Many U.S. lawmakers, though, have long opposed offering any concessions to the Iranian regime for its piracy. To do so, they say, is essentially paying ransom — which, they insist, only encourages Iran (and increasingly, other governments, too) to take more hostages.

But there’s a contradiction here. In fact, no hostage is ever released without some compensation being offered in return. Despite a longstanding official U.S. policy of no concessions, the government has sometimes offered tacit benefits to Iran in return for the freedom of U.S. captives. No one wants to admit it, but that’s the reality.

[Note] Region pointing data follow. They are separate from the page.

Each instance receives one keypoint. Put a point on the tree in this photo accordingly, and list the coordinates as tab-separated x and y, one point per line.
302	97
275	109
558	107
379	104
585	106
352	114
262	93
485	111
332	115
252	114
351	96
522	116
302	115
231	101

They should be applauded for this, because it is the greatest proof that American citizenship still matters. Freeing hostages in other countries is one area in which the Trump administration has had consistent success. Although Iranian hostage-taking remains a challenge that it has failed to address, it doesn’t mean that the administration can’t do better.

What’s different now is that the Iranian leadership is about to face one of its most severe tests in the history of the Islamic republic. The nuclear deal is falling apart. Sanctions are biting. The economy is in free fall. The population is showing unprecedented discontent, taking to the streets for public protests on a number of issues.

The United States should seize the opportunity to make it clear that this is the time for the Iranians to free their remaining hostages, and that doing so offers the best chance of renewing a meaningful dialogue between the two countries.

Tehran should start by releasing Wang. In our conversation, Zakka told me that he’s worried about Wang, with whom he spent many months of captivity. This also felt poignantly familiar. All of us who have spent time as hostages in Evin fret incessantly about those who are still there.

Zakka says that Wang is struggling with the trauma of separation from his wife, Hua, and their young son, Shaofan. Hua is in Washington this week to continue to rally support for her husband.

It has been more than two years since I first met her. I can’t believe that she and her family are still being subjected to the Iranian regime’s mercenary ways. “It has taken a tremendous toll on me, my son Shaofan and our families,” she told me recently. “But I think my son has it the hardest. He has spent half of his life without his father, who is suffering in prison for alleged crimes he did not commit. I continue to pray that when my son blows out his birthday candles next year, his father will be home with us.”

The heavy cost exacted on this innocent family — and others who share the same fate — is immeasurable. So let’s redouble our efforts to win the hostages’ freedom.